I think in reality we have to face the fact that the so-called 'Terror' is a construct of the historian. There is no question that political violence considerably escalated in 1937 and 1938, but the character of the violence and the various actions of the central authorities, peripheral authorities, workers, and others do not conform to a single clear plan or motive. It is hard to pinpoint a single moment when Stalin 'initiated' the violence, in part because the spiraling violence of 1937 and 1938 were also products of longer term social developments, and complex and inscrutable political changes. A great deal of the violence was focused against the so-called 'nomenklatura' party secretaries in a fashion roughly consistent with Stalin and his coterie's general goals for political centralization in a fragmented and volatile country. There also may have been a fair amount of mistrust of the emergence of a 'bureaucracy' as a new ruling class, or at least enough agitation as such by various radicals through the 1930s to stir up greater rank-and-file support for repression.

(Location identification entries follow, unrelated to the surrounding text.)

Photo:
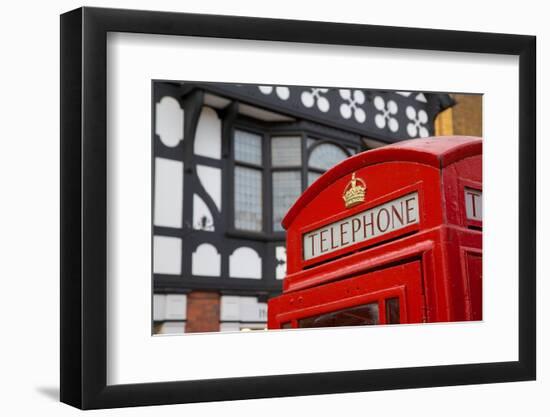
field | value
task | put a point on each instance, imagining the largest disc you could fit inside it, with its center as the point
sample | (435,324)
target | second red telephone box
(392,235)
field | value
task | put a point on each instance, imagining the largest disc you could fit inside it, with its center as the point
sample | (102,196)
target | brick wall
(467,114)
(203,312)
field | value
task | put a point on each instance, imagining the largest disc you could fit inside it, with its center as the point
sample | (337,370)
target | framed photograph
(260,208)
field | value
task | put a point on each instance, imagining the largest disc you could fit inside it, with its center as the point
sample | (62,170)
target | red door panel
(386,296)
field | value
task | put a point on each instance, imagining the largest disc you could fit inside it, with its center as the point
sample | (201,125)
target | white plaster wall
(167,255)
(206,261)
(245,263)
(211,180)
(168,192)
(169,121)
(200,210)
(208,137)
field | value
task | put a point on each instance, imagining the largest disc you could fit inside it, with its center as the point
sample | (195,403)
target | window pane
(392,311)
(248,199)
(286,151)
(287,186)
(248,147)
(312,177)
(354,316)
(325,156)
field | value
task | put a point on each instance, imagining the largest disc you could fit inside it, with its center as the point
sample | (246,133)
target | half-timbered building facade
(229,160)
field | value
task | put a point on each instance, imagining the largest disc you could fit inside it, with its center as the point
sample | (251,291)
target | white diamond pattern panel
(167,255)
(208,135)
(248,199)
(169,121)
(287,186)
(168,193)
(286,151)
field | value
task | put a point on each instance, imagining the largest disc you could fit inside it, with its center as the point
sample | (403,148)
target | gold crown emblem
(354,193)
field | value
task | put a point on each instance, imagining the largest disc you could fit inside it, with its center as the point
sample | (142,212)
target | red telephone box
(391,235)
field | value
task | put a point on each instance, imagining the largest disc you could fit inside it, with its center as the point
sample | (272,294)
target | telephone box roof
(436,151)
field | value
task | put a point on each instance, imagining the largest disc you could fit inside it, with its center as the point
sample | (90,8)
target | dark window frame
(268,130)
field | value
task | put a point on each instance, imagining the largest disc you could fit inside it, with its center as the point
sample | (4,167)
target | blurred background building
(230,159)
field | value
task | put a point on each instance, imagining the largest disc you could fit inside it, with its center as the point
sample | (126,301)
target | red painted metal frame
(446,246)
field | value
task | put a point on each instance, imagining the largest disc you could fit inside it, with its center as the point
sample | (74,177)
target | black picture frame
(84,207)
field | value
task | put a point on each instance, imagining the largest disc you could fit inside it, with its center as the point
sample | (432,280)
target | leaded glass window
(312,177)
(248,199)
(248,147)
(325,156)
(286,151)
(287,187)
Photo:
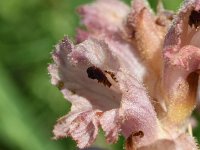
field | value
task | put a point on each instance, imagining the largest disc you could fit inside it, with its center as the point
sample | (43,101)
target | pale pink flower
(131,72)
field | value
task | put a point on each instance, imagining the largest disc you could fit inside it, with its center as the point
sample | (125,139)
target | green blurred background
(29,104)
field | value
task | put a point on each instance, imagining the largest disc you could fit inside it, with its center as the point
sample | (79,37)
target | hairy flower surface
(131,72)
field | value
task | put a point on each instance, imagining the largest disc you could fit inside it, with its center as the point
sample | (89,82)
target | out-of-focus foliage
(29,104)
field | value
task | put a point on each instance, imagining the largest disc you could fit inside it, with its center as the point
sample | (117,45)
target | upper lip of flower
(103,75)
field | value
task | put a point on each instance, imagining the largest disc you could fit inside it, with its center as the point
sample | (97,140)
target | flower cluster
(131,72)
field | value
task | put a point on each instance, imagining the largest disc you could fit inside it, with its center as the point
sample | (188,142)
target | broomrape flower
(131,72)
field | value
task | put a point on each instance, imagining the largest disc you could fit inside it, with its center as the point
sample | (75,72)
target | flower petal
(138,112)
(82,127)
(181,55)
(99,90)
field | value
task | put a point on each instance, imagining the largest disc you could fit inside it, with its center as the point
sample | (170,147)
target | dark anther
(96,73)
(139,133)
(60,85)
(112,75)
(194,19)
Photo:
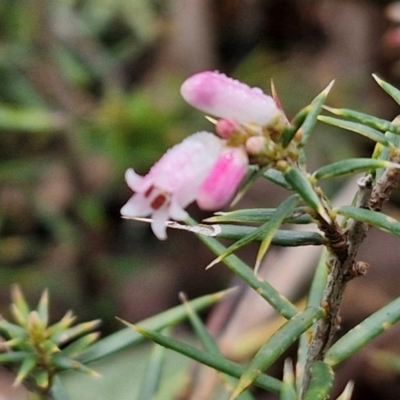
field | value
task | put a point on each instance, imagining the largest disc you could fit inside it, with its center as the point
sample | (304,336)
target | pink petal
(224,179)
(223,97)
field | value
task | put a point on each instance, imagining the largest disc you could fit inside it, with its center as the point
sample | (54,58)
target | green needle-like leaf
(263,288)
(43,308)
(152,377)
(321,382)
(276,345)
(347,392)
(205,338)
(365,119)
(352,166)
(281,237)
(18,300)
(282,212)
(125,338)
(289,132)
(374,218)
(392,91)
(75,331)
(276,177)
(57,390)
(213,360)
(303,187)
(288,391)
(259,215)
(363,130)
(26,368)
(266,230)
(364,333)
(81,344)
(62,363)
(314,299)
(316,106)
(14,356)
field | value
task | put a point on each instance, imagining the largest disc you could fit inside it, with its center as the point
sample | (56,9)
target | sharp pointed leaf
(282,212)
(316,106)
(288,391)
(321,382)
(352,166)
(303,187)
(213,360)
(277,344)
(374,218)
(281,237)
(363,130)
(263,288)
(126,338)
(363,333)
(392,91)
(373,122)
(259,215)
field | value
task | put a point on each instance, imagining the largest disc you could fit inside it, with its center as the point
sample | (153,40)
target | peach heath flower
(224,179)
(173,182)
(218,95)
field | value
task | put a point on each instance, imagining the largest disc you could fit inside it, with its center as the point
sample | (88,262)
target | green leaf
(259,215)
(288,391)
(265,230)
(282,237)
(271,227)
(314,299)
(75,331)
(213,360)
(57,390)
(276,177)
(202,334)
(321,381)
(365,119)
(152,376)
(363,130)
(18,300)
(77,346)
(316,106)
(125,338)
(301,184)
(43,308)
(289,131)
(363,333)
(62,363)
(26,368)
(277,344)
(352,166)
(374,218)
(347,392)
(392,91)
(263,288)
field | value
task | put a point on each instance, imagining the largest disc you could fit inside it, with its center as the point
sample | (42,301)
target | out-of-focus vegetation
(90,88)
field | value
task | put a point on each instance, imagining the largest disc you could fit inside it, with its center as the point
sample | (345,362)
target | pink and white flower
(173,182)
(223,180)
(216,94)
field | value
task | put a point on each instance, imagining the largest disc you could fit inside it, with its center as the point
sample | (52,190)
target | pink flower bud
(223,97)
(224,179)
(255,145)
(226,128)
(173,182)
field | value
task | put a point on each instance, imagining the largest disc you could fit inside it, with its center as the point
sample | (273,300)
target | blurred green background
(90,88)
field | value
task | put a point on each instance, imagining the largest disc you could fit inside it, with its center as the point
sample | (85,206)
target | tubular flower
(173,182)
(224,179)
(216,94)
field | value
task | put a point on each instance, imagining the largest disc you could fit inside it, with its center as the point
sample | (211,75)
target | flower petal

In the end, while Stalin's responsibility is without question, his prescience to understand the forces he would help unleash is suspect. Moreover, the on-going historiographical and popular focus on the demonic, omnipotent dictator detracts from a broader and more nuanced understanding of Soviet society in the period. It remains a difficult fact to reconcile with the image of Stalin the merciless and bloodthirsty dictator that there was widespread support in Soviet society for terror, even among many of those who would ultimately fall victim to it! That narrative requires a greater appeal to the various social factors contributing to the emergence of significant political violence.

robinacape

Kruschev, who was one of the great survivors of the purges, seemed to think that Stalin suffered from a combination of paranoia and paralysis. Once things were set in motion it seems that Kruschev felt that Stalin was not able to take action to stop them. One of his most famous examples is that Stalin knew full well that Hitler was planning on invading Russia but seemed paralyzed against taking even the simplest remedial actions. It seems that Stalin was easily overwhelmed and then retreated into a paranoid coccoon. To extrapolate, perhaps Stalin initiated the purges and then just left them to run their course. I read the Memoirs of Nikita Kruschev but cannot cite them now. One of the more interesting and brilliant minds in twentieth century politics.